10月から収穫できる「早掘りタケノコ」で有名なこの町で、竹林の整備を行なっている南 孝さん(68歳)と妻の和子さん(67歳)が主人公です。
JRで乗客係として働いていた孝さんは、56歳で退職。その後、町の伝統工芸センターで館長を務め、竹の知識や竹細工について学びました。2007年、完全リタイヤした孝さんは、かねてから欲しかった竹林のある山を購入。人の手が入らずに荒れていたその竹林を、5年の歳月をかけて、仲間や家族が集う“癒しの場所”に整備しました。

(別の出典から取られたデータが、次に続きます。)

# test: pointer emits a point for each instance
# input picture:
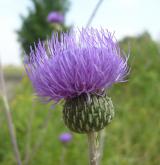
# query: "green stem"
(93, 148)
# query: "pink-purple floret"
(55, 17)
(82, 61)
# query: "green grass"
(132, 138)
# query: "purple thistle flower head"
(55, 17)
(86, 61)
(65, 137)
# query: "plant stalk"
(93, 148)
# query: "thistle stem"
(93, 148)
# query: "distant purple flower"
(83, 61)
(65, 137)
(55, 17)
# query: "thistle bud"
(88, 113)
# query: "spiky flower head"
(55, 17)
(80, 66)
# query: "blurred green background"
(132, 138)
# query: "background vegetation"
(132, 138)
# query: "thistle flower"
(79, 68)
(55, 17)
(65, 137)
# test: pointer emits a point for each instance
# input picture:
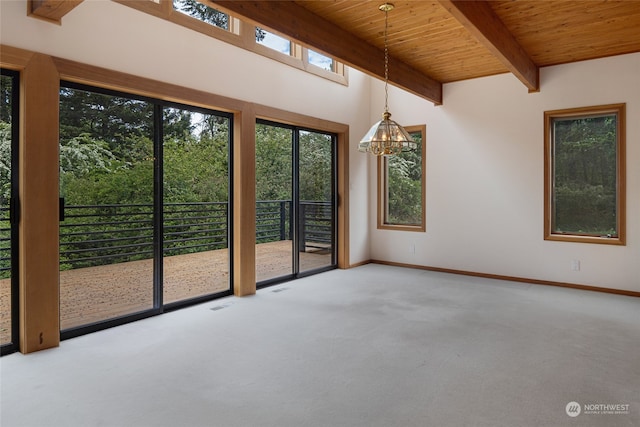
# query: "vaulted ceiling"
(436, 42)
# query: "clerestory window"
(585, 174)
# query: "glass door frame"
(158, 240)
(295, 173)
(14, 213)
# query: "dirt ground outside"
(94, 294)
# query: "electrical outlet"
(575, 265)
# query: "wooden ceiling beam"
(51, 10)
(313, 31)
(480, 20)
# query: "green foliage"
(5, 162)
(404, 181)
(273, 162)
(585, 175)
(315, 166)
(208, 14)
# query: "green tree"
(208, 14)
(585, 174)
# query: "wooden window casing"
(383, 189)
(551, 229)
(241, 34)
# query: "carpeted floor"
(94, 294)
(369, 346)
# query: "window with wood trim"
(585, 174)
(202, 17)
(401, 187)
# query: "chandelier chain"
(386, 60)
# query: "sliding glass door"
(295, 202)
(196, 204)
(316, 207)
(107, 210)
(144, 206)
(9, 88)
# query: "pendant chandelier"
(386, 137)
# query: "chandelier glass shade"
(386, 137)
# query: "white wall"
(485, 176)
(113, 36)
(484, 145)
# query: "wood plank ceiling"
(436, 42)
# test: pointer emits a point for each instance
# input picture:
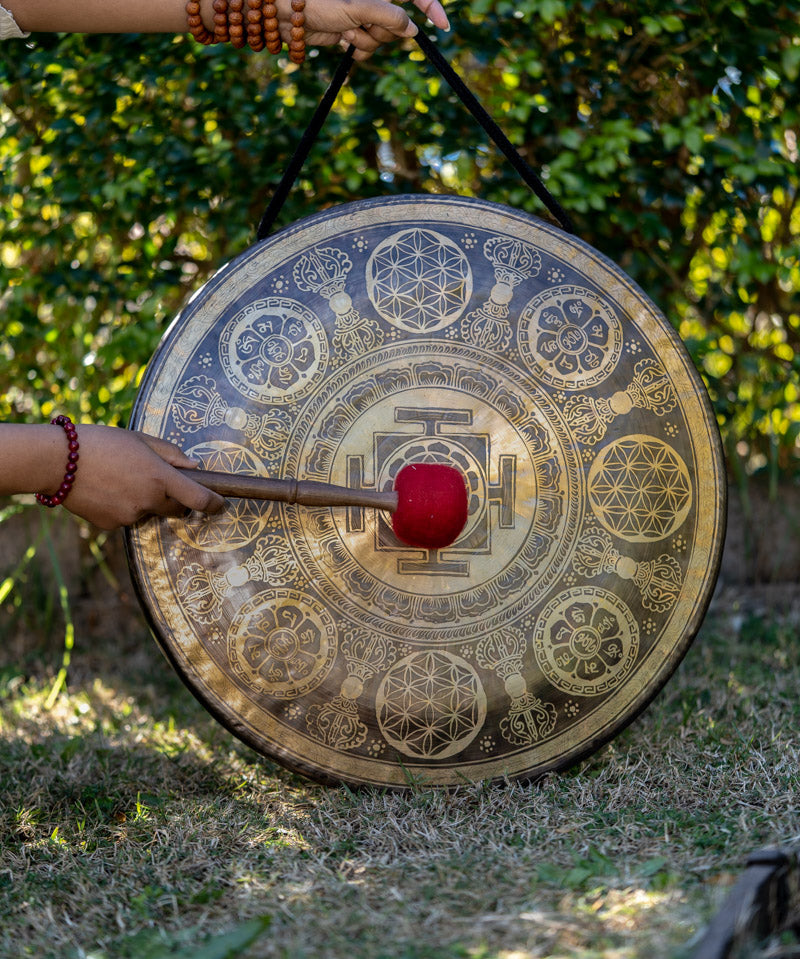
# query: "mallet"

竹林に魅せられ、美しい竹林を守り続ける南さんご夫婦を紹介します。
日々、竹林に出かけては整備をする孝さん。春先の作業は、どんどん出てくるタケノコの数を調整することに追われます。地面に出てきたばかりのタケノコは食用に収穫し、大きくなり過ぎてしまったものは伐採します。竹は1カ月程でほぼ成長しきってしまうため、どのタケノコを収穫し、どのタケノコを残して育てるか、孝さんの経験と知識で決めていきます。

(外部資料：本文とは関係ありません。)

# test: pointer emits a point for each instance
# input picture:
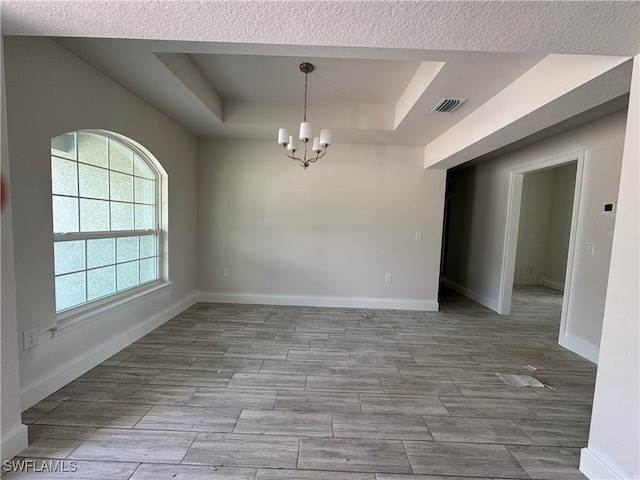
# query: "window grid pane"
(100, 185)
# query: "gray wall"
(327, 235)
(49, 92)
(479, 218)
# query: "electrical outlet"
(30, 338)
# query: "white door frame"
(513, 223)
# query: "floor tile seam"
(517, 461)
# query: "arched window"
(105, 195)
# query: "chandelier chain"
(305, 96)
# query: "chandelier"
(289, 143)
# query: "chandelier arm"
(319, 155)
(292, 156)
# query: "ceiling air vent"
(448, 105)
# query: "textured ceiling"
(229, 69)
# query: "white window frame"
(92, 309)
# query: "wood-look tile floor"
(250, 392)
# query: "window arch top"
(99, 183)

孝さんが竹林へ出かけている間に、自宅では妻の和子さんとお友だちが、お茶を楽しんでいました。集まったのは和子さんの同級生たち。それぞれが持ち寄ったお料理を食べながら、子どもの頃の楽しく懐かしい思い出を、時間が経つのも忘れて語り合いました。
40代から登山を楽しんできた孝さん。この日は、JR時代の山岳部仲間が竹林にやってきました。手分けして竹林のタケノコを掘り、伐採した竹を加工して竹のコップや器を作りました。準備が整った後は、イモ焼酎のカッポ酒を片手に、シシ鍋や山菜の天ぷら、タケノコご飯を食べながら、宴会を楽しみました。
さつま町の「グリーン・ツーリズム」の取り組みに参加している孝さん。竹林でタケノコ掘り体験などを受け入れて、活動に協力しようという計画を立てています。さつま町は孝さんの生まれ故郷ではありませんが、この町のために貢献できることは何でもしたい、と考えている孝さんです。
竹林に長女の家族が遊びにきました。この日の主役は、タケノコ掘りが得意な6歳の孫、悠晋(ゆうしん)くん。美味しそうなタケノコをたくさん掘ってくれました。そしてその夜は、和子さんが腕によりをかけて焼いたタケノコ入り特製ハンバーグを、家族みんなで食べました。